With more and more of today’s young professionals turning to home-based operations, freelancing, and startups, it’s becoming harder and harder for traditional businesses to find and keep the new talent in the workplace. But of course, if you’ve fought hard to win over a really great candidate, you want to keep them happy and engaged in your company. Here are a few simple tips that can help out any boss in producing a more positive and productive workplace.
- Be a Listener
While you can’t make every single one of your employees equally happy all at the same time in every aspect, you can get pretty close by listening to them frequently and by taking quick action when they have concerns. Schedule regular time to meet with your employees to check in with them and find out if they have any concerns or if there are any problems. Make the situation as comfortable and low-stress as possible, so that they feel comfortable telling you truthfully when something is wrong. However, if you still feel like you aren’t hearing the full story, find ways for them to speak up in less direct ways. Ask an HR representative to offer open office hours or provide an anonymous comments box in the breakroom.
When you do hear of a problem, do your very best to take quick action. If you can’t provide immediate redress for the problem, talk with your employee in a prompt manner about why you can’t take action. Whether the problem is lack of available funds or conflict of interests, make sure they know so they don’t think you just didn’t listen. Invite them to give you feedback on how you can help them handle the issue in the meantime. For example, if someone wants a new hire to help them with work and there are no funds available right now, find a way to decrease their workload or offer them increased overtime compensation.
- Give Positive Reinforcements
Psychologists agree that the best way to encourage good behaviors is by positive reinforcement of good performance as opposed to punishment of bad behaviors. If your company doesn’t currently do this, start an employee-of-the-month program. Have special, custom signs printed up online via eSigns to announce the winner and give a reward like a small bonus, a gift card, or a free lunch.
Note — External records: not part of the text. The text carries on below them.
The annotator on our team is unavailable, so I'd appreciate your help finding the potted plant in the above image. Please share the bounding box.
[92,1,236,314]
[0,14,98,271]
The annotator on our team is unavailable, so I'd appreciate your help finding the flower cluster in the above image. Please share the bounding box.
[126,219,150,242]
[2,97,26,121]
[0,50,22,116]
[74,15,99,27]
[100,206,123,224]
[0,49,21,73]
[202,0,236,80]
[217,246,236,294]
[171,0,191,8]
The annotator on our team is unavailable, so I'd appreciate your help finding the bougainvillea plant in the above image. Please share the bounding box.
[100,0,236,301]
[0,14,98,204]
However, if you don’t provide your whole team with some type of encouragement, a program that rewards only individuals could lead to competitiveness and poor spirits. Counteract this by putting in place a monthly lunch plan in which employees can take a lunch on the clock at the company’s expense (provided there aren’t any ridiculous expenditures).
- Treat Layoffs Seriously
Nothing creates a poor work environment quite as quickly as the sense that employees are not valued or that they are being constantly watched and judged. This can happen very quickly when an employee is fired without warning, which comes as a shock to the rest of the team. If you are hearing or noticing performance problems with an employee, make sure you give them opportunities to address the problem before you take action. Let them know specifically what the problem is and specifically what they can do to fix it. You should also give them a definite timeline so that they know that if, by a certain point, things haven’t changed, that you will be taking action. However, if you find that there is a good reason to explain the problem, do what you can to help the employee address the problem that is preventing their success so that they don’t feel trapped. If it makes sense to do so, offer to help the employee find another position in the company or to write a recommendation letter if you feel that the company would do better at a different department or partner company, for example.
- Be a Leader
The best leaders are the ones who feel success when the whole team feels successful. Make your values as a leader concrete and specific and make sure your employees know what they are. Include them, printed out, in a manual, or have them framed in the breakroom. Find ways to embody these values, and by positive example, you encourage imitation. It is helpful to read some leadership books if you feel as though you need to brush up. Celebrate the successes of your employees and feel their failures with them. Being relatable but respected, like a good parent, is the best way to find success.